This is actually a trio of effects all rolled into a single package which are ideally suited but not limited to voice recordings (De-Esser, a Vocal Doubler and a Noise Gate).
This De-Esser is a great tool for removing sibilance from your vocals. Sibilance is the harsh over emphasising of phonetics such as ‘ss’, ‘sh’, ‘ch’, ‘th’ etc. which tend to be made worse during the recording process. This plugin has two modes of operation, ‘standard’ and ‘multi-band’ which can be used to effectively remove this kind of problem.
The standard mode emulates the ducking of a volume control just like mixing engineers used to do in the good old days, but in this case uses a compressor driven by a filtered band of the input signal that contains the problematic frequencies. This is a common and effective method which has been tried and tested for many years.
The multi-band mode uses a similar filtering mechanism to isolate the effected frequency band and applies a compressor to just that range in isolation. This method gives much more pleasing and natural results as it retains the overall volume level and only effects the specified frequency range.

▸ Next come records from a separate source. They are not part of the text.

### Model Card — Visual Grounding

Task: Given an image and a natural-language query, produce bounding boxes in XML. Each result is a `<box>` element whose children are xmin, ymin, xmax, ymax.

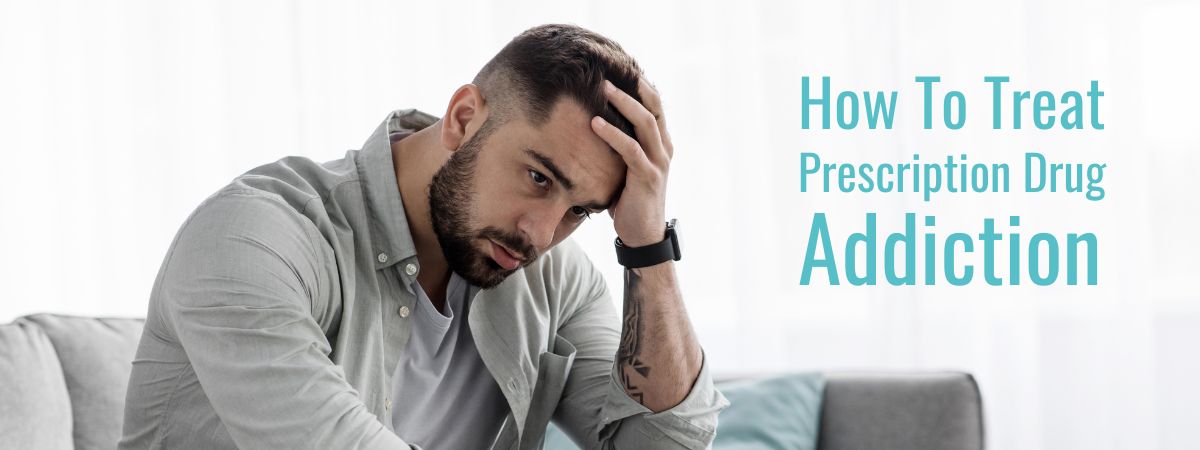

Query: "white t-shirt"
<box><xmin>390</xmin><ymin>273</ymin><xmax>509</xmax><ymax>449</ymax></box>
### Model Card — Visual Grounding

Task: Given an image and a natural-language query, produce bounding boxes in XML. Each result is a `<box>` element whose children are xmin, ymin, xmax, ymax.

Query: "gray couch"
<box><xmin>1</xmin><ymin>314</ymin><xmax>984</xmax><ymax>449</ymax></box>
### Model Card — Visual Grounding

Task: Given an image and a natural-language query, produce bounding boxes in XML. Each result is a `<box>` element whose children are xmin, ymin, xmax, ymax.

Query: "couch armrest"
<box><xmin>817</xmin><ymin>372</ymin><xmax>985</xmax><ymax>450</ymax></box>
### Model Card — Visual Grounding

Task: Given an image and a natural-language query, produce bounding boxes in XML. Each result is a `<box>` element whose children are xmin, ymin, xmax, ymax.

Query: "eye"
<box><xmin>528</xmin><ymin>169</ymin><xmax>550</xmax><ymax>189</ymax></box>
<box><xmin>570</xmin><ymin>206</ymin><xmax>593</xmax><ymax>220</ymax></box>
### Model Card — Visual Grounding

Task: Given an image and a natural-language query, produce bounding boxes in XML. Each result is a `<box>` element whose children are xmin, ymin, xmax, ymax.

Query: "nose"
<box><xmin>517</xmin><ymin>208</ymin><xmax>559</xmax><ymax>253</ymax></box>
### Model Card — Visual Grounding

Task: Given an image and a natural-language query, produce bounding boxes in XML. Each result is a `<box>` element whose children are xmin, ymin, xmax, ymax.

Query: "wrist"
<box><xmin>616</xmin><ymin>234</ymin><xmax>659</xmax><ymax>248</ymax></box>
<box><xmin>617</xmin><ymin>219</ymin><xmax>667</xmax><ymax>247</ymax></box>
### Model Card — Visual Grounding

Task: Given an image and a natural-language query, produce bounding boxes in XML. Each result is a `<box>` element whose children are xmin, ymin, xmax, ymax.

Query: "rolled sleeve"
<box><xmin>599</xmin><ymin>351</ymin><xmax>729</xmax><ymax>448</ymax></box>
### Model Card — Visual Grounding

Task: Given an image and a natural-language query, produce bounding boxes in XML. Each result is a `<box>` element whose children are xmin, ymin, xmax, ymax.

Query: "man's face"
<box><xmin>429</xmin><ymin>97</ymin><xmax>625</xmax><ymax>288</ymax></box>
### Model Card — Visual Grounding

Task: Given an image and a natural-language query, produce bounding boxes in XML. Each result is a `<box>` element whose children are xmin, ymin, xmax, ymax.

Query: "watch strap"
<box><xmin>615</xmin><ymin>219</ymin><xmax>680</xmax><ymax>268</ymax></box>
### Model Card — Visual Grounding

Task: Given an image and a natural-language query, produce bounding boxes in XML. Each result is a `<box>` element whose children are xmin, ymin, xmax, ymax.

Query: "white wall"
<box><xmin>2</xmin><ymin>1</ymin><xmax>1197</xmax><ymax>449</ymax></box>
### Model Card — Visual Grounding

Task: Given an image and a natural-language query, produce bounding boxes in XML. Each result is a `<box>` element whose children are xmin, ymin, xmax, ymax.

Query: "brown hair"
<box><xmin>473</xmin><ymin>24</ymin><xmax>644</xmax><ymax>140</ymax></box>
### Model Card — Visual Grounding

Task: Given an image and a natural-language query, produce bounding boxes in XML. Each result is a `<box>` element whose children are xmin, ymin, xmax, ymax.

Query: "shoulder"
<box><xmin>227</xmin><ymin>152</ymin><xmax>361</xmax><ymax>213</ymax></box>
<box><xmin>168</xmin><ymin>189</ymin><xmax>325</xmax><ymax>281</ymax></box>
<box><xmin>185</xmin><ymin>151</ymin><xmax>367</xmax><ymax>248</ymax></box>
<box><xmin>170</xmin><ymin>156</ymin><xmax>350</xmax><ymax>281</ymax></box>
<box><xmin>188</xmin><ymin>187</ymin><xmax>315</xmax><ymax>236</ymax></box>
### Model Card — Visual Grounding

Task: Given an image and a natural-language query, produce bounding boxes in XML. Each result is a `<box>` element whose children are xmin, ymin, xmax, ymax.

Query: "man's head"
<box><xmin>428</xmin><ymin>24</ymin><xmax>644</xmax><ymax>288</ymax></box>
<box><xmin>472</xmin><ymin>24</ymin><xmax>643</xmax><ymax>139</ymax></box>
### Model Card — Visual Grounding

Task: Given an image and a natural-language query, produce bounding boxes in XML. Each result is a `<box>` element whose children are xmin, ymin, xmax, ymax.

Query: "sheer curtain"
<box><xmin>2</xmin><ymin>1</ymin><xmax>1196</xmax><ymax>449</ymax></box>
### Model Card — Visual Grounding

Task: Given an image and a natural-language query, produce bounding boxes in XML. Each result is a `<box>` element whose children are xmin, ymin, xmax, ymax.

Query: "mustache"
<box><xmin>478</xmin><ymin>226</ymin><xmax>538</xmax><ymax>263</ymax></box>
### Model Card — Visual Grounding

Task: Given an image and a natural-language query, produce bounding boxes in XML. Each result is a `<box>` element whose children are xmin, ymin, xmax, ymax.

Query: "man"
<box><xmin>120</xmin><ymin>24</ymin><xmax>727</xmax><ymax>449</ymax></box>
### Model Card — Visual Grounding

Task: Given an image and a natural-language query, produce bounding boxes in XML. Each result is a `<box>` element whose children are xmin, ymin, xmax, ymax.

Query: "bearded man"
<box><xmin>120</xmin><ymin>24</ymin><xmax>727</xmax><ymax>450</ymax></box>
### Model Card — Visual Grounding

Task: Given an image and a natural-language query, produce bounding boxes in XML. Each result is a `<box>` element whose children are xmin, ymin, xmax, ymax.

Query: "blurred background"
<box><xmin>1</xmin><ymin>0</ymin><xmax>1197</xmax><ymax>448</ymax></box>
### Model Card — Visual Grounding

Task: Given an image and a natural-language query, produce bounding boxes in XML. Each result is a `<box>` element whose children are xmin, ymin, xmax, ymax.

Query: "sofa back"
<box><xmin>820</xmin><ymin>372</ymin><xmax>986</xmax><ymax>450</ymax></box>
<box><xmin>0</xmin><ymin>314</ymin><xmax>145</xmax><ymax>450</ymax></box>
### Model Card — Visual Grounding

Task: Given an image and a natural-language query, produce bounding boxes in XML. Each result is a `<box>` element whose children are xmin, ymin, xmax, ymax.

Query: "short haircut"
<box><xmin>473</xmin><ymin>24</ymin><xmax>644</xmax><ymax>140</ymax></box>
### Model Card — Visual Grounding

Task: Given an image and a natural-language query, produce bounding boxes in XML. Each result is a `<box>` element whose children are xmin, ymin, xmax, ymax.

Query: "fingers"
<box><xmin>592</xmin><ymin>115</ymin><xmax>652</xmax><ymax>174</ymax></box>
<box><xmin>603</xmin><ymin>80</ymin><xmax>668</xmax><ymax>166</ymax></box>
<box><xmin>638</xmin><ymin>78</ymin><xmax>674</xmax><ymax>160</ymax></box>
<box><xmin>637</xmin><ymin>77</ymin><xmax>665</xmax><ymax>122</ymax></box>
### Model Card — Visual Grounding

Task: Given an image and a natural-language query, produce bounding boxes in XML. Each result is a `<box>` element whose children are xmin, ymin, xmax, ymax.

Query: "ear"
<box><xmin>441</xmin><ymin>84</ymin><xmax>488</xmax><ymax>151</ymax></box>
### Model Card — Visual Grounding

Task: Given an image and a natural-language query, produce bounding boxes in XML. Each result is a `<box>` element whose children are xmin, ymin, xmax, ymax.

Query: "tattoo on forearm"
<box><xmin>617</xmin><ymin>268</ymin><xmax>651</xmax><ymax>404</ymax></box>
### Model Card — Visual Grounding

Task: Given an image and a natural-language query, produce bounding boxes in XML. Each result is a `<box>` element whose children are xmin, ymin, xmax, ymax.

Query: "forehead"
<box><xmin>504</xmin><ymin>97</ymin><xmax>625</xmax><ymax>201</ymax></box>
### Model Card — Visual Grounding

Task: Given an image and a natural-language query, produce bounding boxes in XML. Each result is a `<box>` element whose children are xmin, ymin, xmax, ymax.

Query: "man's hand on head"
<box><xmin>590</xmin><ymin>78</ymin><xmax>673</xmax><ymax>247</ymax></box>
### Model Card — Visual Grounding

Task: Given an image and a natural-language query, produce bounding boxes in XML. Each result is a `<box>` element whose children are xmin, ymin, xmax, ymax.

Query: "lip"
<box><xmin>489</xmin><ymin>240</ymin><xmax>524</xmax><ymax>270</ymax></box>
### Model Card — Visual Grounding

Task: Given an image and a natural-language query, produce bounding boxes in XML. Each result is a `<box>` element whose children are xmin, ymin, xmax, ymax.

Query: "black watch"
<box><xmin>614</xmin><ymin>219</ymin><xmax>681</xmax><ymax>268</ymax></box>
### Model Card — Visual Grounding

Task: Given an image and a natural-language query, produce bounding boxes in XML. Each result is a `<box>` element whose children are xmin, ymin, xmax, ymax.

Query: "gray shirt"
<box><xmin>391</xmin><ymin>274</ymin><xmax>508</xmax><ymax>448</ymax></box>
<box><xmin>120</xmin><ymin>109</ymin><xmax>728</xmax><ymax>450</ymax></box>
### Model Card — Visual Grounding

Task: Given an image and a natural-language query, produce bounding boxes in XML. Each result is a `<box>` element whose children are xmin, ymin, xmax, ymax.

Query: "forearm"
<box><xmin>616</xmin><ymin>260</ymin><xmax>703</xmax><ymax>412</ymax></box>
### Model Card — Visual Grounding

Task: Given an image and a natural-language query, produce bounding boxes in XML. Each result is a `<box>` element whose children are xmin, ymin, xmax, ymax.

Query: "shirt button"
<box><xmin>398</xmin><ymin>306</ymin><xmax>411</xmax><ymax>318</ymax></box>
<box><xmin>386</xmin><ymin>398</ymin><xmax>392</xmax><ymax>410</ymax></box>
<box><xmin>377</xmin><ymin>252</ymin><xmax>389</xmax><ymax>263</ymax></box>
<box><xmin>404</xmin><ymin>263</ymin><xmax>418</xmax><ymax>276</ymax></box>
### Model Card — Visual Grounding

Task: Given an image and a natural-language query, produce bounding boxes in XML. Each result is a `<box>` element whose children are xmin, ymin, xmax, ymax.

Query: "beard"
<box><xmin>428</xmin><ymin>120</ymin><xmax>538</xmax><ymax>289</ymax></box>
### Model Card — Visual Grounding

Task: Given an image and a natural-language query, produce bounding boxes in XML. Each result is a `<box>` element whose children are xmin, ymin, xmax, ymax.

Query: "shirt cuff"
<box><xmin>599</xmin><ymin>350</ymin><xmax>730</xmax><ymax>447</ymax></box>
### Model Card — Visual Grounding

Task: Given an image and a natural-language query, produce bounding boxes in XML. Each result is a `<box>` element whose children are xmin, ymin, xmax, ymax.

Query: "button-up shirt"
<box><xmin>119</xmin><ymin>109</ymin><xmax>728</xmax><ymax>450</ymax></box>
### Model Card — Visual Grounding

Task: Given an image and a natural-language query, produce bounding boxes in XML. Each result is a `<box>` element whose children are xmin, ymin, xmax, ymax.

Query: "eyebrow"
<box><xmin>524</xmin><ymin>148</ymin><xmax>612</xmax><ymax>211</ymax></box>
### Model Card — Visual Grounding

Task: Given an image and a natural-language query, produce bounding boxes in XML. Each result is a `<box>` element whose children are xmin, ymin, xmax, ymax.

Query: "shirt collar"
<box><xmin>355</xmin><ymin>109</ymin><xmax>438</xmax><ymax>273</ymax></box>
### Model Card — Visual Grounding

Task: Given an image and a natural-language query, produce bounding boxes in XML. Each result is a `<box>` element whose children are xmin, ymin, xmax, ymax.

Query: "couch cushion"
<box><xmin>20</xmin><ymin>314</ymin><xmax>145</xmax><ymax>450</ymax></box>
<box><xmin>712</xmin><ymin>372</ymin><xmax>825</xmax><ymax>450</ymax></box>
<box><xmin>0</xmin><ymin>320</ymin><xmax>74</xmax><ymax>450</ymax></box>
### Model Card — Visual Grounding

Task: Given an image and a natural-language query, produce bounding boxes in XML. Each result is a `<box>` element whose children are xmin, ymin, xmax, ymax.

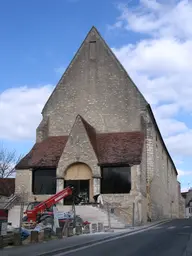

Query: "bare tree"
<box><xmin>0</xmin><ymin>144</ymin><xmax>22</xmax><ymax>178</ymax></box>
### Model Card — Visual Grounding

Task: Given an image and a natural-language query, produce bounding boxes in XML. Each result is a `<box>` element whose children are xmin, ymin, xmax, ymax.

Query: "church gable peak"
<box><xmin>42</xmin><ymin>26</ymin><xmax>147</xmax><ymax>114</ymax></box>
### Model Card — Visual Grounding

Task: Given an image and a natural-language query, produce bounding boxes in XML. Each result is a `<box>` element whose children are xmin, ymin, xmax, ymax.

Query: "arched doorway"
<box><xmin>64</xmin><ymin>163</ymin><xmax>93</xmax><ymax>205</ymax></box>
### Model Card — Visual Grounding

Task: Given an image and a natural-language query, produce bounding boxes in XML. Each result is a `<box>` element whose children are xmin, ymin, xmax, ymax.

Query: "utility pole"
<box><xmin>132</xmin><ymin>202</ymin><xmax>135</xmax><ymax>227</ymax></box>
<box><xmin>72</xmin><ymin>196</ymin><xmax>76</xmax><ymax>228</ymax></box>
<box><xmin>107</xmin><ymin>203</ymin><xmax>111</xmax><ymax>230</ymax></box>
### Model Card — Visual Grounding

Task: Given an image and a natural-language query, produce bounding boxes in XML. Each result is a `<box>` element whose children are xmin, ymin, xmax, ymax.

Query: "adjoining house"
<box><xmin>178</xmin><ymin>182</ymin><xmax>185</xmax><ymax>218</ymax></box>
<box><xmin>0</xmin><ymin>178</ymin><xmax>15</xmax><ymax>208</ymax></box>
<box><xmin>182</xmin><ymin>189</ymin><xmax>192</xmax><ymax>218</ymax></box>
<box><xmin>15</xmin><ymin>26</ymin><xmax>182</xmax><ymax>224</ymax></box>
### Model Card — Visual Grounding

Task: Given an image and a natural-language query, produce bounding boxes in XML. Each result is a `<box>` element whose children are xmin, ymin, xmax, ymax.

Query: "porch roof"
<box><xmin>16</xmin><ymin>131</ymin><xmax>144</xmax><ymax>169</ymax></box>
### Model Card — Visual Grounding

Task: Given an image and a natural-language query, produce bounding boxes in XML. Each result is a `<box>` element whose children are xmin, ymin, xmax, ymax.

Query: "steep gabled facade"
<box><xmin>36</xmin><ymin>26</ymin><xmax>147</xmax><ymax>141</ymax></box>
<box><xmin>15</xmin><ymin>26</ymin><xmax>180</xmax><ymax>224</ymax></box>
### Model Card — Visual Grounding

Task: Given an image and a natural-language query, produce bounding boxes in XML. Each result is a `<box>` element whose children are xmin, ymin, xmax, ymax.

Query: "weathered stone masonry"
<box><xmin>15</xmin><ymin>26</ymin><xmax>181</xmax><ymax>223</ymax></box>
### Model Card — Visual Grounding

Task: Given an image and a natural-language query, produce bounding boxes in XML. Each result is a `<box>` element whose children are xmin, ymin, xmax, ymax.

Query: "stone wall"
<box><xmin>179</xmin><ymin>195</ymin><xmax>185</xmax><ymax>218</ymax></box>
<box><xmin>102</xmin><ymin>163</ymin><xmax>148</xmax><ymax>225</ymax></box>
<box><xmin>142</xmin><ymin>109</ymin><xmax>179</xmax><ymax>220</ymax></box>
<box><xmin>56</xmin><ymin>115</ymin><xmax>101</xmax><ymax>198</ymax></box>
<box><xmin>15</xmin><ymin>169</ymin><xmax>54</xmax><ymax>203</ymax></box>
<box><xmin>37</xmin><ymin>28</ymin><xmax>146</xmax><ymax>142</ymax></box>
<box><xmin>15</xmin><ymin>169</ymin><xmax>32</xmax><ymax>198</ymax></box>
<box><xmin>15</xmin><ymin>28</ymin><xmax>179</xmax><ymax>224</ymax></box>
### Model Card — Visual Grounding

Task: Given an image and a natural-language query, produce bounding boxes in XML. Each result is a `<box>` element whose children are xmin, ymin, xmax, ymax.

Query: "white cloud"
<box><xmin>115</xmin><ymin>0</ymin><xmax>192</xmax><ymax>39</ymax></box>
<box><xmin>154</xmin><ymin>104</ymin><xmax>179</xmax><ymax>118</ymax></box>
<box><xmin>178</xmin><ymin>169</ymin><xmax>192</xmax><ymax>177</ymax></box>
<box><xmin>165</xmin><ymin>131</ymin><xmax>192</xmax><ymax>156</ymax></box>
<box><xmin>181</xmin><ymin>187</ymin><xmax>189</xmax><ymax>193</ymax></box>
<box><xmin>112</xmin><ymin>39</ymin><xmax>192</xmax><ymax>108</ymax></box>
<box><xmin>0</xmin><ymin>85</ymin><xmax>53</xmax><ymax>140</ymax></box>
<box><xmin>110</xmin><ymin>0</ymin><xmax>192</xmax><ymax>157</ymax></box>
<box><xmin>156</xmin><ymin>118</ymin><xmax>188</xmax><ymax>138</ymax></box>
<box><xmin>173</xmin><ymin>158</ymin><xmax>183</xmax><ymax>165</ymax></box>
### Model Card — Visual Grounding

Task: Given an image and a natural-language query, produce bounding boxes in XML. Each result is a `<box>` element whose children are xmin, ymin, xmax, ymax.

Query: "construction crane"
<box><xmin>23</xmin><ymin>186</ymin><xmax>75</xmax><ymax>225</ymax></box>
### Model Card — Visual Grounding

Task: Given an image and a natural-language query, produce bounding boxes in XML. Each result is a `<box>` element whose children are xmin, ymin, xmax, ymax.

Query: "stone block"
<box><xmin>83</xmin><ymin>224</ymin><xmax>90</xmax><ymax>234</ymax></box>
<box><xmin>62</xmin><ymin>221</ymin><xmax>69</xmax><ymax>237</ymax></box>
<box><xmin>0</xmin><ymin>236</ymin><xmax>3</xmax><ymax>248</ymax></box>
<box><xmin>44</xmin><ymin>229</ymin><xmax>51</xmax><ymax>240</ymax></box>
<box><xmin>13</xmin><ymin>233</ymin><xmax>22</xmax><ymax>246</ymax></box>
<box><xmin>56</xmin><ymin>227</ymin><xmax>62</xmax><ymax>239</ymax></box>
<box><xmin>30</xmin><ymin>231</ymin><xmax>39</xmax><ymax>243</ymax></box>
<box><xmin>98</xmin><ymin>222</ymin><xmax>104</xmax><ymax>232</ymax></box>
<box><xmin>92</xmin><ymin>223</ymin><xmax>97</xmax><ymax>233</ymax></box>
<box><xmin>75</xmin><ymin>225</ymin><xmax>82</xmax><ymax>235</ymax></box>
<box><xmin>67</xmin><ymin>227</ymin><xmax>73</xmax><ymax>237</ymax></box>
<box><xmin>38</xmin><ymin>231</ymin><xmax>44</xmax><ymax>242</ymax></box>
<box><xmin>104</xmin><ymin>226</ymin><xmax>110</xmax><ymax>232</ymax></box>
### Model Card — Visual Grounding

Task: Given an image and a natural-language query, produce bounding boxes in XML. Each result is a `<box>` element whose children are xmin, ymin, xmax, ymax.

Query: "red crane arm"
<box><xmin>26</xmin><ymin>186</ymin><xmax>74</xmax><ymax>222</ymax></box>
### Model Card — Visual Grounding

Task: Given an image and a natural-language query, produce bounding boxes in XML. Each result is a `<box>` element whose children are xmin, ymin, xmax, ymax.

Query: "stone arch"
<box><xmin>64</xmin><ymin>162</ymin><xmax>94</xmax><ymax>202</ymax></box>
<box><xmin>64</xmin><ymin>162</ymin><xmax>92</xmax><ymax>180</ymax></box>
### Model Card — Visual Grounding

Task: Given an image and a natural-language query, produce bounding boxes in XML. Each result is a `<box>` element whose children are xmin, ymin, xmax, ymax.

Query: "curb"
<box><xmin>38</xmin><ymin>219</ymin><xmax>170</xmax><ymax>256</ymax></box>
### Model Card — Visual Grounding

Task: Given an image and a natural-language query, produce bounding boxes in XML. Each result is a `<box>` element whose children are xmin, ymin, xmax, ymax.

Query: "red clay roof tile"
<box><xmin>15</xmin><ymin>136</ymin><xmax>68</xmax><ymax>169</ymax></box>
<box><xmin>97</xmin><ymin>132</ymin><xmax>144</xmax><ymax>165</ymax></box>
<box><xmin>16</xmin><ymin>130</ymin><xmax>144</xmax><ymax>169</ymax></box>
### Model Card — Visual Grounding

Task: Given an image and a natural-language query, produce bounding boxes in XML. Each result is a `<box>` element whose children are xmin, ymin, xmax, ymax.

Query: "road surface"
<box><xmin>56</xmin><ymin>219</ymin><xmax>192</xmax><ymax>256</ymax></box>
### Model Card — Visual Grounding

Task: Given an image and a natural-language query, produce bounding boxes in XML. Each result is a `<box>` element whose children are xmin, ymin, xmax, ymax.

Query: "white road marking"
<box><xmin>167</xmin><ymin>226</ymin><xmax>176</xmax><ymax>229</ymax></box>
<box><xmin>183</xmin><ymin>226</ymin><xmax>190</xmax><ymax>229</ymax></box>
<box><xmin>50</xmin><ymin>222</ymin><xmax>171</xmax><ymax>256</ymax></box>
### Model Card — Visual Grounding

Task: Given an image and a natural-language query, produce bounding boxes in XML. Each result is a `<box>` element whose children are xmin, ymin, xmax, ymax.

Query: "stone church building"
<box><xmin>15</xmin><ymin>27</ymin><xmax>181</xmax><ymax>224</ymax></box>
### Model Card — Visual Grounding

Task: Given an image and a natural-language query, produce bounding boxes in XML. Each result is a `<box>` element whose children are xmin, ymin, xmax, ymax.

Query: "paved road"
<box><xmin>57</xmin><ymin>219</ymin><xmax>192</xmax><ymax>256</ymax></box>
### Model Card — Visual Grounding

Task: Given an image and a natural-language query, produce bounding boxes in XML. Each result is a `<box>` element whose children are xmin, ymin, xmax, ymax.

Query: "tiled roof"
<box><xmin>16</xmin><ymin>127</ymin><xmax>144</xmax><ymax>169</ymax></box>
<box><xmin>181</xmin><ymin>192</ymin><xmax>187</xmax><ymax>199</ymax></box>
<box><xmin>97</xmin><ymin>132</ymin><xmax>144</xmax><ymax>166</ymax></box>
<box><xmin>0</xmin><ymin>178</ymin><xmax>15</xmax><ymax>197</ymax></box>
<box><xmin>15</xmin><ymin>136</ymin><xmax>68</xmax><ymax>169</ymax></box>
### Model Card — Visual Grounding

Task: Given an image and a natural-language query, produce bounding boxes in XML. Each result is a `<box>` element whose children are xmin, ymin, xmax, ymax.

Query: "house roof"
<box><xmin>181</xmin><ymin>192</ymin><xmax>187</xmax><ymax>199</ymax></box>
<box><xmin>15</xmin><ymin>136</ymin><xmax>68</xmax><ymax>169</ymax></box>
<box><xmin>16</xmin><ymin>131</ymin><xmax>144</xmax><ymax>169</ymax></box>
<box><xmin>0</xmin><ymin>178</ymin><xmax>15</xmax><ymax>197</ymax></box>
<box><xmin>97</xmin><ymin>132</ymin><xmax>144</xmax><ymax>166</ymax></box>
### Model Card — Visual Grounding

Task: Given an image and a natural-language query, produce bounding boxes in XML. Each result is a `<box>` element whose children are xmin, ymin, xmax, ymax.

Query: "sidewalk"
<box><xmin>1</xmin><ymin>219</ymin><xmax>170</xmax><ymax>256</ymax></box>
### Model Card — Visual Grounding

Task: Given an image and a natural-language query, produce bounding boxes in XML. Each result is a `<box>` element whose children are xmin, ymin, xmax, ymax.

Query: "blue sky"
<box><xmin>0</xmin><ymin>0</ymin><xmax>192</xmax><ymax>191</ymax></box>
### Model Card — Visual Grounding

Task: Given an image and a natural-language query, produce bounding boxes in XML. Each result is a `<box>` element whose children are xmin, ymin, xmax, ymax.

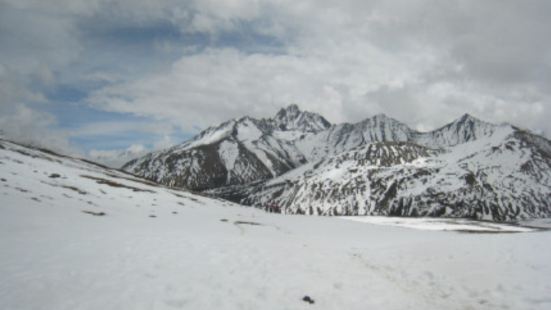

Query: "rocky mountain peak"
<box><xmin>363</xmin><ymin>113</ymin><xmax>405</xmax><ymax>125</ymax></box>
<box><xmin>454</xmin><ymin>113</ymin><xmax>485</xmax><ymax>126</ymax></box>
<box><xmin>275</xmin><ymin>104</ymin><xmax>301</xmax><ymax>118</ymax></box>
<box><xmin>272</xmin><ymin>104</ymin><xmax>331</xmax><ymax>133</ymax></box>
<box><xmin>450</xmin><ymin>113</ymin><xmax>495</xmax><ymax>133</ymax></box>
<box><xmin>417</xmin><ymin>113</ymin><xmax>498</xmax><ymax>148</ymax></box>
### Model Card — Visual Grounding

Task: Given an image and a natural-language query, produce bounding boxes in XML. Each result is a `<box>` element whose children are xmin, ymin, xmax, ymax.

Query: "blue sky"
<box><xmin>1</xmin><ymin>0</ymin><xmax>551</xmax><ymax>165</ymax></box>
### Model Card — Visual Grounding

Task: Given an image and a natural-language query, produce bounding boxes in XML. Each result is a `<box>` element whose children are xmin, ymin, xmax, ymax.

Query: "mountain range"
<box><xmin>123</xmin><ymin>105</ymin><xmax>551</xmax><ymax>221</ymax></box>
<box><xmin>2</xmin><ymin>127</ymin><xmax>548</xmax><ymax>310</ymax></box>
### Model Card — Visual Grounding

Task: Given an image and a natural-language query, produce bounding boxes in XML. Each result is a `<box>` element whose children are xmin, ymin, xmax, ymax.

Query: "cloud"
<box><xmin>88</xmin><ymin>143</ymin><xmax>147</xmax><ymax>168</ymax></box>
<box><xmin>86</xmin><ymin>0</ymin><xmax>551</xmax><ymax>136</ymax></box>
<box><xmin>0</xmin><ymin>103</ymin><xmax>75</xmax><ymax>153</ymax></box>
<box><xmin>66</xmin><ymin>120</ymin><xmax>175</xmax><ymax>138</ymax></box>
<box><xmin>2</xmin><ymin>0</ymin><xmax>551</xmax><ymax>158</ymax></box>
<box><xmin>88</xmin><ymin>37</ymin><xmax>435</xmax><ymax>128</ymax></box>
<box><xmin>87</xmin><ymin>133</ymin><xmax>179</xmax><ymax>168</ymax></box>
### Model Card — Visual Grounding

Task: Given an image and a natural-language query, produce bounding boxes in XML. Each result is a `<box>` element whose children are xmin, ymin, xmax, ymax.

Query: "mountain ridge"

We also included a Vocal Doubler which simulates a multi-track vocal recording. It uses sophisticated techniques that eliminates the phase cancellation issues associated with layering vocals in this way. You have complete control over delay time, levels and stereo field placement.
Finally this package incorporates a Noise Gate, to remove unwanted background noise from your recording. Fully configurable threshold, attack, release and dB reduction settings are available.
A visual frequency display helps you quickly find and isolate the effected frequency ranges which can also be turned off to reduce CPU load. 4 different visual modes are available to help visualise issues. A siblance filter preview button lets you listen to the problematic frequencies in isolation and a limiter is available to make headroom for the vocal doubler.
This is a great addition to our AUv3 plugin range which is heavily biassed towards recording of vocals.